Mark Zuckerberg, créateur de Facebook, dont la genèse fait actuellement l'objet d'un film très bien classé au box-office, n'aurait eu l'idée de Facebook que parce qu'il manquait d'amis. Evan Williams, dirigeant de Twitter, à qui le New York Times a consacré un article récemment, est présenté comme inquiet et lent dans ses décisions. Tous deux auraient réussi en affaires grâce à leurs faiblesses, et on dirait que les théories psychologiques soient de nouveau à la mode pour analyser les gestions d'entrepreneurs, notamment ceux que l'on dit « accidentels ».

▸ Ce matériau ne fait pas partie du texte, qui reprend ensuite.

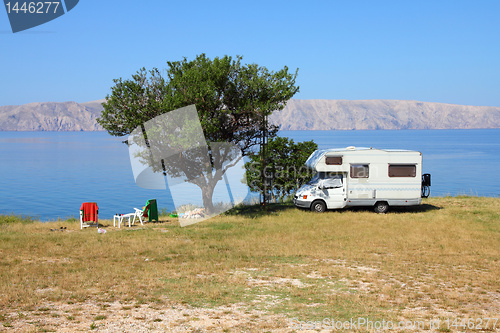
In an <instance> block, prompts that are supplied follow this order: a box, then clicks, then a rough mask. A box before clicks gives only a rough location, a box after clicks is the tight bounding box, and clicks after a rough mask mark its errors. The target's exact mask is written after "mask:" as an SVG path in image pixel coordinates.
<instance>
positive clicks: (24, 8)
mask: <svg viewBox="0 0 500 333" xmlns="http://www.w3.org/2000/svg"><path fill="white" fill-rule="evenodd" d="M78 1H79V0H55V1H33V0H31V1H29V0H28V1H12V0H4V1H3V2H4V5H5V10H6V11H7V16H8V17H9V21H10V27H11V28H12V32H14V33H15V32H19V31H23V30H27V29H30V28H33V27H36V26H39V25H41V24H44V23H47V22H49V21H52V20H54V19H56V18H58V17H60V16H62V15H64V14H66V13H67V12H69V11H70V10H72V9H73V8H74V7H75V6H76V5H77V4H78Z"/></svg>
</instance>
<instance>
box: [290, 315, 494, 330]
mask: <svg viewBox="0 0 500 333" xmlns="http://www.w3.org/2000/svg"><path fill="white" fill-rule="evenodd" d="M498 322H499V318H462V319H459V318H456V319H429V320H415V321H411V320H400V321H392V320H385V319H382V320H371V319H369V318H366V317H358V318H351V319H349V320H339V319H335V318H324V319H323V320H320V321H301V320H299V319H297V318H292V319H290V328H292V329H294V330H298V331H302V330H339V331H340V330H342V331H346V330H359V329H366V330H377V331H384V330H405V331H422V330H441V329H442V330H450V329H455V330H458V329H463V330H466V329H468V330H484V329H493V330H494V329H496V328H497V327H498Z"/></svg>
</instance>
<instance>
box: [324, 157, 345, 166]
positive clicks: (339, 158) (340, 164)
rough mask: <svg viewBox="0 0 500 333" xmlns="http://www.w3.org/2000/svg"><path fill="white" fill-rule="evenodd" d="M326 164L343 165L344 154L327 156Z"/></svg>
mask: <svg viewBox="0 0 500 333" xmlns="http://www.w3.org/2000/svg"><path fill="white" fill-rule="evenodd" d="M325 163H326V165H342V156H327V157H326V159H325Z"/></svg>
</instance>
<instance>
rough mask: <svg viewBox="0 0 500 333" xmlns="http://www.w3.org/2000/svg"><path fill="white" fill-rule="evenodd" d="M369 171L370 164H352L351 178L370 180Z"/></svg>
mask: <svg viewBox="0 0 500 333" xmlns="http://www.w3.org/2000/svg"><path fill="white" fill-rule="evenodd" d="M369 171H370V168H369V165H368V164H351V178H368V177H369V175H370V172H369Z"/></svg>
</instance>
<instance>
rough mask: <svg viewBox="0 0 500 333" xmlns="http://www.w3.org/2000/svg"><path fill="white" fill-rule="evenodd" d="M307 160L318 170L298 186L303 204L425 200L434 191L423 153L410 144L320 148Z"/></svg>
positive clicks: (322, 210)
mask: <svg viewBox="0 0 500 333" xmlns="http://www.w3.org/2000/svg"><path fill="white" fill-rule="evenodd" d="M306 166H307V167H308V168H310V169H312V170H313V171H315V172H316V173H315V175H314V176H313V178H312V179H311V181H309V182H308V183H307V184H306V185H304V186H302V187H301V188H299V189H298V190H297V192H296V193H295V195H294V199H293V203H294V204H295V206H297V207H301V208H307V209H311V210H312V211H316V212H324V211H325V210H326V209H339V208H344V207H348V206H372V207H374V209H375V211H376V212H378V213H385V212H386V211H387V210H388V209H389V206H412V205H419V204H421V202H422V197H427V196H428V195H429V186H430V175H429V174H424V175H423V176H422V154H421V153H420V152H418V151H410V150H389V149H386V150H382V149H372V148H356V147H347V148H343V149H327V150H316V151H315V152H314V153H312V154H311V156H309V158H308V159H307V161H306Z"/></svg>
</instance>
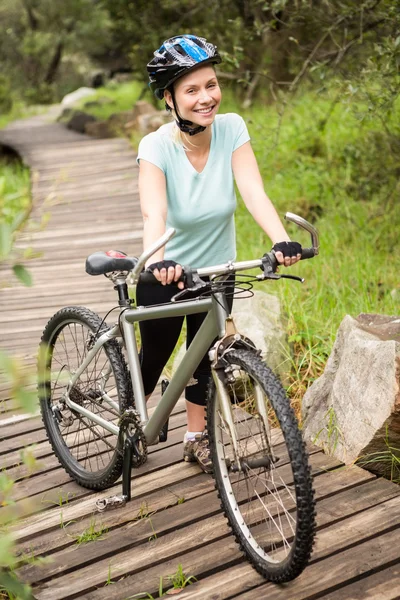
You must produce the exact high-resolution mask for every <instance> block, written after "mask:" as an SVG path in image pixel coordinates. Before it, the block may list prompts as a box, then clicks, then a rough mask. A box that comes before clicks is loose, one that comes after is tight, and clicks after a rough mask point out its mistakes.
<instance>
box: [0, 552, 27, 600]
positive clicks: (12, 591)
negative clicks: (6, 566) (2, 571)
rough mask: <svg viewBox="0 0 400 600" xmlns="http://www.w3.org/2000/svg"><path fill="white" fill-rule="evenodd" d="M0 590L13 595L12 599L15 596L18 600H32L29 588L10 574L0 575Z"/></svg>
mask: <svg viewBox="0 0 400 600" xmlns="http://www.w3.org/2000/svg"><path fill="white" fill-rule="evenodd" d="M0 543H1V541H0ZM0 589H5V591H6V592H9V593H10V594H13V597H14V596H15V598H18V600H33V596H32V593H31V589H30V587H29V586H28V585H24V584H23V583H21V582H20V581H18V579H17V578H16V577H15V575H13V574H12V573H7V572H1V573H0ZM7 597H8V596H7Z"/></svg>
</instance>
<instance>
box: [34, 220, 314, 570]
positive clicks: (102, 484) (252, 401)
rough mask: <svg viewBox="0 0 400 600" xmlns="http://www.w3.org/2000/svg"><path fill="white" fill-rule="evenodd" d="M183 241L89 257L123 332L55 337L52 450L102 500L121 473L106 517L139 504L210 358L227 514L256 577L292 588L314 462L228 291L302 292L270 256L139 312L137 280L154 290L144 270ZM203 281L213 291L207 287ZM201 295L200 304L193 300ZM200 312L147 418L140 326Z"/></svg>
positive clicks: (313, 497)
mask: <svg viewBox="0 0 400 600" xmlns="http://www.w3.org/2000/svg"><path fill="white" fill-rule="evenodd" d="M285 217H286V219H288V220H289V221H292V222H294V223H296V224H297V225H299V226H301V227H303V228H304V229H306V230H307V231H308V232H309V233H310V235H311V242H312V247H311V248H305V249H303V254H302V258H311V257H313V256H315V255H316V254H318V233H317V232H316V230H315V229H314V227H313V226H312V225H310V224H309V223H308V222H307V221H305V220H304V219H302V218H301V217H298V216H297V215H293V214H292V213H287V214H286V215H285ZM173 233H174V231H173V230H168V231H167V232H166V233H165V234H164V235H163V236H162V238H160V239H159V240H158V241H157V242H156V243H155V244H154V245H153V246H152V247H151V248H149V250H148V251H146V252H144V253H143V254H142V255H141V256H140V257H139V258H131V257H128V256H126V255H123V254H122V253H104V252H96V253H95V254H92V255H91V256H89V257H88V259H87V261H86V271H87V272H88V273H89V274H91V275H100V274H104V275H106V276H107V277H108V278H109V279H110V280H111V281H112V282H113V284H114V289H116V290H117V292H118V298H119V318H118V322H117V323H116V324H115V325H114V326H112V327H108V326H107V325H106V324H105V323H104V320H102V319H101V318H100V317H99V316H98V315H96V314H95V313H93V312H92V311H90V310H89V309H87V308H84V307H75V306H70V307H65V308H63V309H61V310H60V311H58V312H57V313H56V314H55V315H54V316H53V317H52V318H51V319H50V321H49V322H48V324H47V325H46V328H45V330H44V333H43V337H42V340H41V346H42V353H41V356H42V360H41V361H39V369H40V379H39V381H40V385H39V391H40V405H41V412H42V418H43V422H44V425H45V428H46V431H47V434H48V437H49V440H50V443H51V445H52V448H53V451H54V453H55V454H56V456H57V458H58V460H59V462H60V463H61V465H62V466H63V467H64V469H65V470H66V471H67V473H69V475H70V476H71V477H72V478H73V479H75V481H76V482H77V483H78V484H80V485H82V486H84V487H87V488H89V489H93V490H102V489H104V488H106V487H108V486H110V485H112V484H113V483H114V482H115V481H116V480H117V479H118V478H119V477H120V475H121V473H122V476H123V478H122V494H121V495H117V496H113V497H111V498H106V499H104V500H100V501H98V509H99V510H105V509H107V508H110V507H115V506H122V505H123V504H125V503H126V502H127V501H129V500H130V494H131V490H130V485H131V468H132V467H139V466H140V465H142V464H143V463H144V462H145V461H146V459H147V446H148V445H150V444H154V443H158V442H159V441H165V440H166V439H167V435H168V418H169V415H170V414H171V412H172V410H173V408H174V406H175V405H176V403H177V401H178V399H179V397H180V396H181V394H182V392H183V391H184V388H185V386H186V384H187V383H188V382H189V381H190V380H191V378H192V374H193V372H194V370H195V368H196V366H197V364H198V363H199V362H200V360H201V358H202V357H203V356H204V354H205V353H206V352H207V350H209V348H210V347H211V346H212V347H211V350H209V357H210V361H211V367H212V381H211V383H210V386H209V391H208V401H207V429H208V434H209V440H210V448H211V455H212V461H213V469H214V473H213V477H214V480H215V486H216V489H217V492H218V495H219V497H220V502H221V507H222V510H223V512H224V514H225V516H226V517H227V519H228V522H229V525H230V527H231V529H232V532H233V534H234V536H235V539H236V541H237V542H238V544H239V546H240V548H241V550H242V551H243V553H244V554H245V556H246V558H247V559H248V560H249V562H250V563H251V564H252V565H253V567H254V568H255V569H256V570H257V571H258V572H259V573H261V574H262V575H263V576H264V577H265V578H267V579H269V580H271V581H275V582H286V581H290V580H291V579H294V578H295V577H297V576H298V575H299V574H300V573H301V572H302V571H303V569H304V568H305V566H306V565H307V563H308V561H309V558H310V556H311V551H312V546H313V540H314V531H315V503H314V492H313V487H312V477H311V471H310V468H309V465H308V457H307V452H306V449H305V444H304V442H303V440H302V437H301V434H300V432H299V429H298V425H297V421H296V418H295V415H294V412H293V410H292V408H291V406H290V403H289V400H288V398H287V395H286V392H285V390H284V389H283V387H282V385H281V383H280V381H279V380H278V379H277V377H276V376H275V375H274V374H273V372H272V371H271V370H270V369H269V368H268V367H267V366H266V365H265V363H264V362H263V361H262V359H261V357H260V352H258V351H257V350H256V348H255V346H254V344H253V342H252V341H251V340H250V339H248V338H247V337H246V336H243V335H241V334H240V333H239V332H238V331H237V330H236V327H235V324H234V321H233V318H232V317H231V316H230V315H229V314H228V310H227V305H226V300H225V297H224V294H223V290H224V284H226V282H227V278H228V276H229V275H232V274H233V273H238V272H239V271H244V270H250V269H253V268H256V267H261V269H262V274H258V275H249V276H248V277H249V279H248V280H247V281H249V282H250V283H251V282H254V281H255V280H258V281H261V280H266V279H273V280H276V279H279V278H281V277H286V278H291V279H297V280H300V281H302V280H301V279H300V278H299V277H295V276H293V275H281V274H278V273H276V270H277V266H278V265H277V261H276V258H275V255H274V252H273V251H271V252H270V253H268V254H266V255H264V257H263V258H262V259H257V260H250V261H245V262H230V263H227V264H225V265H216V266H212V267H207V268H202V269H197V270H191V269H189V268H185V285H186V288H185V289H184V290H182V291H180V292H178V293H177V295H176V296H175V297H174V298H173V300H172V301H171V303H168V304H163V305H158V306H157V305H155V306H149V307H146V308H145V307H140V306H139V307H133V301H132V300H131V299H130V298H129V295H128V286H127V278H128V275H130V276H131V277H132V280H133V281H134V282H137V281H138V280H139V278H141V279H142V280H143V279H146V280H147V281H153V282H154V281H155V279H154V277H153V275H151V274H149V273H146V272H143V267H144V264H145V263H146V261H147V260H148V258H149V257H150V256H151V255H152V254H154V252H156V251H157V250H158V249H159V248H161V247H162V246H163V245H164V244H165V243H166V242H167V241H168V239H170V237H171V236H172V235H173ZM110 254H111V255H110ZM113 254H114V255H113ZM205 276H208V277H209V281H207V282H205V281H204V280H202V279H201V278H202V277H205ZM236 277H240V276H238V275H236ZM229 283H230V285H231V277H230V278H229ZM245 287H246V286H245ZM193 293H195V294H196V295H197V297H195V298H191V299H190V298H189V299H187V295H191V294H193ZM185 297H186V299H185ZM200 312H206V313H207V316H206V318H205V320H204V322H203V324H202V326H201V328H200V329H199V331H198V333H197V335H196V336H195V338H194V340H193V342H192V344H191V345H190V347H189V349H188V350H187V352H186V354H185V356H184V358H183V360H182V362H181V364H180V366H179V368H178V370H177V371H176V373H175V374H174V376H173V377H172V379H171V381H170V382H169V385H163V390H162V391H163V393H162V396H161V400H160V402H159V404H158V406H157V408H156V409H155V411H154V413H153V414H152V416H151V417H150V418H149V417H148V413H147V407H146V401H145V398H144V391H143V382H142V378H141V373H140V365H139V355H138V348H137V343H136V338H135V332H134V323H138V322H139V321H141V320H145V319H156V318H161V317H166V316H181V315H188V314H193V313H200ZM215 339H217V341H216V342H215ZM213 342H214V343H213ZM123 349H124V352H125V353H126V356H127V363H126V361H125V357H124V353H123Z"/></svg>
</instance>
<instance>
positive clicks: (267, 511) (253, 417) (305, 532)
mask: <svg viewBox="0 0 400 600" xmlns="http://www.w3.org/2000/svg"><path fill="white" fill-rule="evenodd" d="M224 360H225V361H226V363H227V366H226V367H225V374H224V375H225V383H224V388H225V390H226V391H227V392H228V395H229V396H230V400H231V402H230V405H231V406H230V415H231V424H229V419H225V418H224V416H223V411H222V409H221V403H220V400H219V397H218V395H217V393H216V388H215V384H214V383H213V384H212V385H211V386H210V390H209V398H208V408H207V411H208V414H207V427H208V433H209V438H210V446H211V455H212V459H213V466H214V479H215V486H216V488H217V491H218V495H219V497H220V500H221V506H222V509H223V511H224V513H225V516H226V517H227V519H228V522H229V525H230V526H231V528H232V531H233V534H234V536H235V538H236V541H237V542H238V544H239V545H240V548H241V550H242V551H243V552H244V554H245V556H246V558H247V559H248V560H249V562H250V563H251V564H252V565H253V567H254V568H255V569H256V570H257V571H258V572H259V573H261V574H262V575H263V576H264V577H265V578H266V579H269V580H270V581H275V582H286V581H290V580H292V579H294V578H295V577H297V576H298V575H299V574H300V573H301V572H302V570H303V569H304V568H305V566H306V565H307V563H308V560H309V558H310V555H311V551H312V545H313V540H314V530H315V510H314V504H315V503H314V495H313V488H312V478H311V472H310V468H309V466H308V458H307V453H306V450H305V445H304V442H303V440H302V437H301V434H300V431H299V429H298V426H297V421H296V418H295V415H294V412H293V410H292V408H291V406H290V403H289V400H288V398H287V396H286V393H285V391H284V389H283V387H282V385H281V383H280V381H279V380H278V379H277V378H276V377H275V375H274V374H273V373H272V371H271V370H270V369H269V368H268V367H267V366H266V365H265V364H264V363H263V362H262V360H261V359H260V357H259V356H258V355H257V354H256V353H255V352H252V351H248V350H242V349H237V350H231V351H230V352H227V353H226V354H225V355H224ZM235 444H236V450H235Z"/></svg>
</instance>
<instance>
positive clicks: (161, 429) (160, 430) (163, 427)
mask: <svg viewBox="0 0 400 600" xmlns="http://www.w3.org/2000/svg"><path fill="white" fill-rule="evenodd" d="M168 424H169V419H167V421H166V422H165V423H164V425H163V427H162V429H161V430H160V433H159V434H158V439H159V440H160V442H166V441H167V439H168Z"/></svg>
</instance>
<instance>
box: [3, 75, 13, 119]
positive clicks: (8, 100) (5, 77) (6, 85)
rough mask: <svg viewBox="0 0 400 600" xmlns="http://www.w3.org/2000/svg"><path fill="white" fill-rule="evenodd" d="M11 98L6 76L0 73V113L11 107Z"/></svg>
mask: <svg viewBox="0 0 400 600" xmlns="http://www.w3.org/2000/svg"><path fill="white" fill-rule="evenodd" d="M12 105H13V99H12V92H11V84H10V80H9V78H8V77H6V76H5V75H2V74H0V113H8V112H10V110H11V109H12Z"/></svg>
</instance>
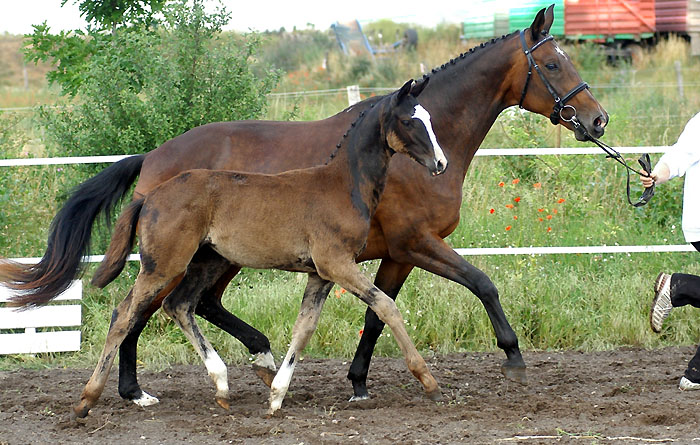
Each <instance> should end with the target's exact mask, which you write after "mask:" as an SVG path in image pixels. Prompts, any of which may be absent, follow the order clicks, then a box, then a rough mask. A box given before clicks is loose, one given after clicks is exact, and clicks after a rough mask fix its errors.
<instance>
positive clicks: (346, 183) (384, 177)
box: [328, 105, 392, 221]
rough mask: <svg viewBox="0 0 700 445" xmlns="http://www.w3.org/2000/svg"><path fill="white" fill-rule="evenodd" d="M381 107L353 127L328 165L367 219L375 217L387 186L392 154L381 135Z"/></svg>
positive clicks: (350, 129)
mask: <svg viewBox="0 0 700 445" xmlns="http://www.w3.org/2000/svg"><path fill="white" fill-rule="evenodd" d="M377 108H381V105H378V106H377V107H374V108H373V109H370V110H368V111H367V112H366V115H365V116H364V117H361V118H360V119H359V120H358V121H357V123H356V125H354V126H353V127H351V128H350V130H348V133H347V137H343V140H342V141H341V146H340V148H339V149H338V151H337V152H336V154H335V156H334V158H333V159H332V160H331V162H329V163H328V167H329V168H330V169H331V170H332V171H333V173H332V174H333V177H336V178H338V179H339V181H338V182H339V183H342V184H345V186H346V187H347V189H346V190H347V192H349V193H350V199H351V201H352V206H353V207H354V208H355V209H356V210H357V211H358V212H359V214H360V215H361V216H362V217H363V218H365V219H367V220H368V221H369V219H371V218H372V216H373V215H374V211H375V210H376V208H377V204H378V203H379V197H380V196H381V194H382V191H383V190H384V185H385V184H386V177H387V171H388V168H389V161H390V159H391V155H392V151H391V149H389V147H388V145H387V144H386V141H385V140H384V137H383V136H382V134H381V125H380V122H379V115H380V111H379V110H378V109H377Z"/></svg>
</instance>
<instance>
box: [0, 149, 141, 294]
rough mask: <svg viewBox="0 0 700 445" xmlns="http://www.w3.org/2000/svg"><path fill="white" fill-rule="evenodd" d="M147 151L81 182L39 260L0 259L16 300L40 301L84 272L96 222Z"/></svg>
mask: <svg viewBox="0 0 700 445" xmlns="http://www.w3.org/2000/svg"><path fill="white" fill-rule="evenodd" d="M144 158H145V155H137V156H131V157H128V158H125V159H122V160H121V161H119V162H116V163H115V164H113V165H111V166H109V167H107V168H106V169H104V170H103V171H102V172H100V173H99V174H97V175H96V176H94V177H92V178H90V179H88V180H87V181H85V182H83V183H82V184H80V185H79V186H77V187H76V188H75V189H74V190H73V191H72V193H71V196H70V198H68V201H66V203H65V204H64V205H63V207H62V208H61V209H60V210H59V211H58V213H57V214H56V216H55V217H54V219H53V221H52V222H51V227H50V229H49V239H48V244H47V247H46V252H45V253H44V256H43V257H42V258H41V260H40V261H39V263H38V264H35V265H24V264H19V263H16V262H13V261H9V260H2V261H0V282H2V283H3V284H5V285H6V286H8V287H10V288H11V289H14V290H17V291H19V292H20V293H19V295H17V296H16V297H14V298H13V299H12V305H14V306H26V307H31V306H40V305H42V304H46V303H48V302H49V301H50V300H51V299H53V298H55V297H56V296H58V295H59V294H60V293H61V292H63V291H65V290H66V289H67V288H68V287H69V286H70V283H71V281H72V280H73V279H75V278H77V277H78V276H80V275H81V273H82V271H83V267H82V264H81V260H82V259H83V257H85V256H87V255H88V253H89V248H90V238H91V234H92V226H93V224H94V222H95V220H96V219H97V217H98V216H99V215H100V214H104V216H105V219H106V220H107V221H109V218H110V216H111V214H112V212H113V211H114V208H115V207H116V206H117V204H118V203H119V201H120V200H121V199H122V198H123V197H124V195H125V194H126V193H127V192H128V190H129V188H130V187H131V184H133V182H134V181H135V180H136V178H137V177H138V175H139V172H140V171H141V165H142V164H143V160H144Z"/></svg>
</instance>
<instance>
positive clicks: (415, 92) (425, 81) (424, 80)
mask: <svg viewBox="0 0 700 445" xmlns="http://www.w3.org/2000/svg"><path fill="white" fill-rule="evenodd" d="M429 80H430V77H426V78H425V79H423V80H420V81H418V82H416V83H414V84H413V86H412V87H411V96H413V97H418V95H420V93H422V92H423V88H425V87H426V85H428V81H429Z"/></svg>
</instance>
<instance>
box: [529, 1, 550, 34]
mask: <svg viewBox="0 0 700 445" xmlns="http://www.w3.org/2000/svg"><path fill="white" fill-rule="evenodd" d="M553 22H554V5H550V6H549V8H547V9H544V8H543V9H540V12H538V13H537V15H536V16H535V20H533V21H532V25H530V32H531V33H532V40H534V41H538V40H539V39H540V36H541V35H543V36H544V35H547V34H549V30H550V28H551V27H552V23H553Z"/></svg>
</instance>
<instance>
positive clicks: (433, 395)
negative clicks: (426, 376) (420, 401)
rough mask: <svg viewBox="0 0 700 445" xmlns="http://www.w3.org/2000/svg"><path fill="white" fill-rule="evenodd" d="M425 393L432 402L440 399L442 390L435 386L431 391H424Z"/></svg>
mask: <svg viewBox="0 0 700 445" xmlns="http://www.w3.org/2000/svg"><path fill="white" fill-rule="evenodd" d="M425 395H426V396H428V398H429V399H430V400H432V401H433V402H439V401H440V400H442V391H440V388H435V389H434V390H432V391H429V392H426V393H425Z"/></svg>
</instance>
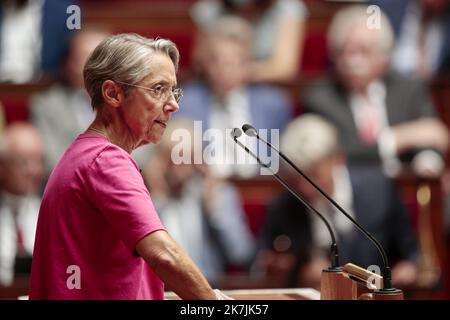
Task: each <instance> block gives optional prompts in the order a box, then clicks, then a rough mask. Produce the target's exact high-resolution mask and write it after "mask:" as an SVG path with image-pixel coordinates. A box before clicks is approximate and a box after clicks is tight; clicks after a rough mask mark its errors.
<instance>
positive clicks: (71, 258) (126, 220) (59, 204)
mask: <svg viewBox="0 0 450 320" xmlns="http://www.w3.org/2000/svg"><path fill="white" fill-rule="evenodd" d="M156 230H164V227H163V225H162V224H161V221H160V219H159V217H158V214H157V213H156V210H155V208H154V206H153V203H152V201H151V199H150V194H149V193H148V191H147V189H146V187H145V185H144V181H143V179H142V176H141V174H140V172H139V168H138V166H137V164H136V162H135V161H134V160H133V159H132V158H131V157H130V155H129V154H128V153H127V152H125V151H124V150H123V149H121V148H119V147H118V146H116V145H114V144H111V143H110V142H108V141H107V140H106V139H105V138H103V137H101V136H99V135H96V134H81V135H79V136H78V138H77V139H76V140H75V141H74V142H73V143H72V145H71V146H70V147H69V148H68V149H67V150H66V152H65V153H64V155H63V157H62V158H61V160H60V161H59V163H58V164H57V166H56V167H55V169H54V170H53V172H52V174H51V175H50V178H49V180H48V183H47V186H46V188H45V192H44V196H43V199H42V204H41V208H40V212H39V220H38V225H37V232H36V241H35V248H34V254H33V263H32V272H31V283H30V299H163V297H164V296H163V295H164V285H163V283H162V281H161V280H160V279H159V278H158V277H157V276H156V275H155V274H154V273H153V272H152V270H151V269H150V268H149V267H148V265H147V264H146V262H145V261H144V259H142V258H141V257H139V256H137V253H136V251H135V247H136V244H137V242H138V241H139V240H141V239H142V238H144V237H145V236H146V235H148V234H150V233H151V232H153V231H156Z"/></svg>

Les créateurs d'entreprise seraient mus par leur envie de créer et de prouver quelque chose, mais ils pourraient aussi chercher à transcender des déficits personnels. Sociologue à l'université de Yale, James Baron a démontré que la productivité peut être meilleure avec des personnes à l'origine désavantagées dans ce qu'elles font, et a nommé ce concept le facteur de gratitude. A l'inverse, le sentiment de ce qui est dû peut générer une certaine indolence. On peut ainsi opposer l'enthousiasme et l'avidité des travailleurs des pays en voie de développement avec le désengagement professionnel que l'on rencontre de façon statistique chez la moitié des employés américains.

On conseille souvent aux demandeurs d'emploi de se focaliser sur leurs points forts, mais peut-être devraient-ils s'intéresser également à leurs faiblesses. De même, les employeurs devraient rechercher les lacunes de leurs employés et les occupations qui leur permettraient le mieux de combler leurs manques.